«On n’avait pas de plan d’urgence»

Pendant la crise du verglas et les jours qui ont suivi, les banques alimentaires de la Péninsule acadienne ont été très fortement sollicitées. Le retour à la normale date seulement de la fin de la semaine dernière. Cette subite hausse d’activité n’est pas sans conséquence.

Quand ils regardent leurs statistiques, les responsables des quatre banques alimentaires de la Péninsule acadienne (Tracadie, Neguac, Lamèque et Caraquet) font tous le même constat: les demandes ont explosé à partir de la fin janvier.

«Habituellement, on distribue 90 boîtes par mois. Pendant la crise du verglas, on en a donné entre 200 et 300», renseigne Gaëtanne Beaudin Roussel, comptable de Secours amitié à Lamèque.

Devant l’ampleur de la situation, Roger St-Pierre, le gérant et trésorier d’Au rayon d’espoir à Tracadie, a décidé d’ouvrir momentanément un deuxième point d’accueil.

«Certains jours, on a traité plus de 400 demandes, se souvient-il. Je ne me rappelle pas avoir vécu quelque chose de pareil depuis mon arrivée en 2004.»

Roger St-Pierre reconnaît qu’ils n’étaient pas préparés.

«On n’avait pas de plan d’urgence. On s’est débrouillé.» À Caraquet aussi, les bénévoles de l’Ami soleil ont dû mettre les bouchées doubles.

En trois semaines, le nombre de boîtes fournies a quadruplé comparé à la moyenne mensuelle (530 contre 125). Aucun des organismes n’a manqué de denrées en dépit de ce fulgurant accroissement des besoins. Les dons ont été nombreux durant cette période.

«On a pu compter sur le soutien du réseau des Banques alimentaires du Nouveau-Brunswick auquel nous appartenons et sur la compréhension de nos fournisseurs habituels», indique Gaëtanne Beaudin Roussel.

«La banque alimentaire Moisson Montréal nous a fait livrer un camion rempli de nourriture», précise Roger St-Pierre.

En marge de ces collaborations officielles, des particuliers sont venus apporter des aliments ou de l’argent. Cette crise du verglas a coûté cher.

«De 1er au 17 février, on a dépensé 45 000$ pour l’achat de denrées», révèle Léo-Paul Pinet, le directeur général du Centre de bénévolat de la Péninsule acadienne qui gère, entre autres, le programme Ami soleil.
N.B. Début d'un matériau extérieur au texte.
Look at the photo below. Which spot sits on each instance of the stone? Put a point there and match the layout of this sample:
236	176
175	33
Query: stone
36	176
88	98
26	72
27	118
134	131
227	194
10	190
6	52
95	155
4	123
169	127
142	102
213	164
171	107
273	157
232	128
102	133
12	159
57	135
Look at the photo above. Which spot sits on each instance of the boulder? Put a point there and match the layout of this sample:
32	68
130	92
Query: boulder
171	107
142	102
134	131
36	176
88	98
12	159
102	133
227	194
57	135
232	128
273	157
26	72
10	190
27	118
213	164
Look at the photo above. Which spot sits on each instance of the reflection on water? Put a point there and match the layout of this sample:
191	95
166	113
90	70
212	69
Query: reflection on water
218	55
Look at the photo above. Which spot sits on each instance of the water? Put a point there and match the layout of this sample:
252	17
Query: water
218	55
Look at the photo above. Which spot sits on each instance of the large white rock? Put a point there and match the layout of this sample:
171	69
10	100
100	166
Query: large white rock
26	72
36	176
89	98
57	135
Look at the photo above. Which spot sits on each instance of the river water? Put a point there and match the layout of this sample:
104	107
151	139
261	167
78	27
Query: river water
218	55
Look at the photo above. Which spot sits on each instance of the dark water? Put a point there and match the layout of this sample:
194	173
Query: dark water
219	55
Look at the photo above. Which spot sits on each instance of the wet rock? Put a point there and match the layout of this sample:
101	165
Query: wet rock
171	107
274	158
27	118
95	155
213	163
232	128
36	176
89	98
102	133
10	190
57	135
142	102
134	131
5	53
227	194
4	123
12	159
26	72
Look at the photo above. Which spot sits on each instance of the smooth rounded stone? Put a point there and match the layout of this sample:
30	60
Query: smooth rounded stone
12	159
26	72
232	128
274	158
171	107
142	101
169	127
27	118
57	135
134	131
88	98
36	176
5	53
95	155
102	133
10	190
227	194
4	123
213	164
À Tracadie, la facture dépasse les 80 000$. En urgence, début février, le gouvernement a débloqué des fonds exceptionnels. Les quatre banques alimentaires de la Péninsule ont reçu 10 000$ en attendant d’autres possibles remboursements de frais.

«Ça nous a permis de faire des achats immédiats», confie Roger St-Pierre.

Pour l’heure, ce versement n’évite pas les difficultés financières.

«Il nous reste 35 000$ à éponger», affirme Léo-Paul Pinet.

«On en est à plus de 40 000$ de déficit. C’est la première fois qu’on atteint un tel montant, mais ça ne m’inquiète pas. On a été déficitaire pendant six ans et on a réussi à virer de bord», confie Roger St-Pierre.

La crise du verglas a pris tout le monde de court. Des personnes qui n’avaient jamais sollicité l’aide de ces banques ont été contraintes de le faire. À Secours amitié, de nouveaux bénéficiaires se sont présentés. Même chose à Neguac, Caraquet et Tracadie.

«Les gens n’étaient pas gênés. Ils n’avaient pas à l’être, la situation était tout à fait inusitée. Ils ont même mieux fait de venir. Il était essentiel de préserver la sécurité alimentaire. Les gens en avaient conscience», déclare Roger St-Pierre.

Pour Léo-Paul Pinet, les problèmes ne sont pas finis pour autant. Si les besoins alimentaires ne sont plus ce qu’ils ont été, la nécessité d’une écoute et d’un soutien psychologique se fait encore sentir.

«La population reste marquée. Le monde veut parler, veut exprimer ce qu’ils ont vécu.»

Au Centre de bénévolat de la Péninsule acadienne, le nombre de demandes de consultation avec un psychologue ou un travailleur social est en augmentation.